Occurrence vs. Claims-Made: What Every Business Owner Needs to Know

Answer-first summary: An occurrence policy covers claims arising from incidents that happen during the policy period, no matter when the claim is later filed. A claims-made policy covers claims only if both the incident occurred on or after the retroactive date AND the claim is reported while the policy is active. Who this is for: business owners, contractors, and professionals shopping for general liability, professional liability, or medical malpractice coverage.


TL;DR — Key Takeaways

  • Occurrence = the incident date controls coverage; reporting can happen years later with no gaps.
  • Claims-made = the reporting date controls coverage; if the policy lapses, you may need tail coverage (an Extended Reporting Period, or ERP).
  • General liability (GL) and commercial auto are most often written on an occurrence basis; professional liability (E&O), D&O, EPLI, and cyber are almost always claims-made.
  • Claims-made premiums start lower in year 1 and typically reach parity with occurrence pricing by policy year 5–6.
  • Switching carriers mid-stream on a claims-made policy requires careful handling of "nose" or "tail" coverage to avoid gaps.

What Is an Occurrence Policy?

An occurrence policy pays for covered bodily injury or property damage that physically occurs during the policy period, regardless of when the victim files a claim or the lawsuit arrives. If a pipe you installed bursts in 2024 and the resulting water-damage claim isn't filed until 2027, your 2024 occurrence policy responds — even if you've since moved to a different insurer.

This simplicity is one of its biggest advantages: once the policy year closes, that coverage year is "locked in" forever. No need to buy additional reporting tail.

Occurrence is standard on: - Commercial General Liability (CGL) - Commercial auto - Workers compensation - Commercial property (though property is technically a "direct damage" trigger, not occurrence vs. claims-made)


What Is a Claims-Made Policy?

A claims-made policy pays for claims that are both (a) triggered by an act or incident on or after the retroactive date and (b) formally reported to the insurer while the policy is in force (or within any purchased extended reporting window).

Two dates matter on every claims-made certificate:

Date What It Controls
Retroactive date How far back prior acts are covered; often set to the first day you originally bound claims-made coverage with any carrier
Policy expiration date Last day a new claim can be reported under the base policy

Claims-made is standard on: - Professional Liability / E&O - Directors & Officers (D&O) - Employment Practices Liability (EPLI) - Cyber liability - Medical malpractice - Some umbrella/excess layers


How Claims-Made Step Factors Work (Pricing Over Time)
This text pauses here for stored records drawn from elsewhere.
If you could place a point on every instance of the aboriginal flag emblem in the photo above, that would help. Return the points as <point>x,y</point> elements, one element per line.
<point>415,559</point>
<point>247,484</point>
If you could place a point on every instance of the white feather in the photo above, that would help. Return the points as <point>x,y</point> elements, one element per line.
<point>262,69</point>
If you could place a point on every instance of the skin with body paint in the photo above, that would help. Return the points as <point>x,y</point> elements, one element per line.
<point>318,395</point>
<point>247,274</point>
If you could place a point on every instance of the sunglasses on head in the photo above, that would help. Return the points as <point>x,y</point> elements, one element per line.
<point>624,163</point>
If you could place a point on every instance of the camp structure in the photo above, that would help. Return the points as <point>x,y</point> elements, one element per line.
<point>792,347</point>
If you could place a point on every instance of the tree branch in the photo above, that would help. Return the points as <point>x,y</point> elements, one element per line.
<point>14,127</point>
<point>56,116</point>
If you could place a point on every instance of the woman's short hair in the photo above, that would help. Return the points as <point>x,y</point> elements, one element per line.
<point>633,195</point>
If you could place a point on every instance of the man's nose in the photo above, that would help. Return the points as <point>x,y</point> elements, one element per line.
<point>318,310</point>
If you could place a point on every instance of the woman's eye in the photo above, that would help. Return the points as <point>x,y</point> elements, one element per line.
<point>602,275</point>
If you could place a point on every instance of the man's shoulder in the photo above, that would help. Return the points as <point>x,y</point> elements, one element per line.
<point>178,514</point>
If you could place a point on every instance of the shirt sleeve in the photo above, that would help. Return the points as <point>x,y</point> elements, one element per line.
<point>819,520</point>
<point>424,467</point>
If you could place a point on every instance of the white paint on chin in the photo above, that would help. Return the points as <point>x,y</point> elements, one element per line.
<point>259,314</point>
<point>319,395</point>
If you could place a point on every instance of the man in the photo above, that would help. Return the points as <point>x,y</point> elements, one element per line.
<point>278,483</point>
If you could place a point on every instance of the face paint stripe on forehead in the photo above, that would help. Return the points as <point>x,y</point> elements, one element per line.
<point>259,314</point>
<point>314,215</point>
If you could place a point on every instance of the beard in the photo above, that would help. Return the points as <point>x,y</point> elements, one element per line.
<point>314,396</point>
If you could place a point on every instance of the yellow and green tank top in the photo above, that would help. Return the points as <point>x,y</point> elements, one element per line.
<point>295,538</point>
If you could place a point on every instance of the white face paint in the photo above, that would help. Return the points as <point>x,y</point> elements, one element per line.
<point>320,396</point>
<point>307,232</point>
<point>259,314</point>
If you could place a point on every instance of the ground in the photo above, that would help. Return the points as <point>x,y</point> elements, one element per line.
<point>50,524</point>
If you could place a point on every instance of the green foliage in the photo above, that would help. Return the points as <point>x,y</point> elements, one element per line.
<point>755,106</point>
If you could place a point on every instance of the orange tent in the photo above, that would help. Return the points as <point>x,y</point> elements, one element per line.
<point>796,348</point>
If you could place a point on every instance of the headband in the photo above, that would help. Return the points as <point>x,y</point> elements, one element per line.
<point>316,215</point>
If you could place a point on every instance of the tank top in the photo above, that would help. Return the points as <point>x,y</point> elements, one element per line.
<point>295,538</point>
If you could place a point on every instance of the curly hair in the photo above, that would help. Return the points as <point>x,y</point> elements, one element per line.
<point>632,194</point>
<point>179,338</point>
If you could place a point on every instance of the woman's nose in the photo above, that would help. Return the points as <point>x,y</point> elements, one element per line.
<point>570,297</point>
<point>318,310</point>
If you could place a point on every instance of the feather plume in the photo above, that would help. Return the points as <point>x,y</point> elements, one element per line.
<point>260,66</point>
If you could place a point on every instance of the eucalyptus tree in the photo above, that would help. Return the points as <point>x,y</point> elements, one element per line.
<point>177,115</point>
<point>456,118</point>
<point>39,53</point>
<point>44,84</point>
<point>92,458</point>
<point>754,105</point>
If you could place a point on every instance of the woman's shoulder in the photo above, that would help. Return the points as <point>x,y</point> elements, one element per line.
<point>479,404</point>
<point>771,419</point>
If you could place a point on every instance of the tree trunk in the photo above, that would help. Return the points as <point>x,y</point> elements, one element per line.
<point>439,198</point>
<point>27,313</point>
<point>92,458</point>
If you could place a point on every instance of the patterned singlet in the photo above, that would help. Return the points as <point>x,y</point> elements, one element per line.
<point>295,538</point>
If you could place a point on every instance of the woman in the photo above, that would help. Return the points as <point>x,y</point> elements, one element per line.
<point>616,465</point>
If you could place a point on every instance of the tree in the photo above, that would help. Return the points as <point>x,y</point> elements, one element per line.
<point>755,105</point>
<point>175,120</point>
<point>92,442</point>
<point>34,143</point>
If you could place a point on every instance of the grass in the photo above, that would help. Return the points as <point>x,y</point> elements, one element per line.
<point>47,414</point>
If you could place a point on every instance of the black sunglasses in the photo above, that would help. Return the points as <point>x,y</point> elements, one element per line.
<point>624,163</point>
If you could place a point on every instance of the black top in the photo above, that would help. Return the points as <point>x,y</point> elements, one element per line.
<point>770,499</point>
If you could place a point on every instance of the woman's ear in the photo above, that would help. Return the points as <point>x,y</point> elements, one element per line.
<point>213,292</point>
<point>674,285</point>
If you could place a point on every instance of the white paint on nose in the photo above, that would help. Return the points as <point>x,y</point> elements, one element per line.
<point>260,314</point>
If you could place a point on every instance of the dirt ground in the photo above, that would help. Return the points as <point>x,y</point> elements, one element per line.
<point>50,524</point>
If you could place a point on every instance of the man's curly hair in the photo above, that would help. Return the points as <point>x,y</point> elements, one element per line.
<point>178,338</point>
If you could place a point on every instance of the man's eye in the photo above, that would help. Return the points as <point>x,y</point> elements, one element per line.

Claims-made premiums are not flat. Insurers apply a "step factor" — each year the policy matures, the premium rises to reflect the growing tail of potential prior-act claims, until reaching what carriers call the mature rate (roughly year 5 or 6).

Policy Year Typical Step Factor vs. Mature Rate Illustrative Annual Premium (E&O, $1M/$2M, small consulting firm)
1st year ~25–35% of mature rate $800 – $1,200
2nd year ~50–60% of mature rate $1,600 – $2,400
3rd year ~70–75% of mature rate $2,200 – $3,000
4th year ~85–90% of mature rate $2,700 – $3,600
5th year+ ~100% (mature) $3,200 – $4,500

Premiums are illustrative ranges; actual quotes vary by revenue, risk class, claims history, and carrier. Ask Morrow for a bindable quote.

The low first-year cost can make claims-made attractive to startups, but buyers must budget for rising premiums and account for the tail cost when switching or closing the business.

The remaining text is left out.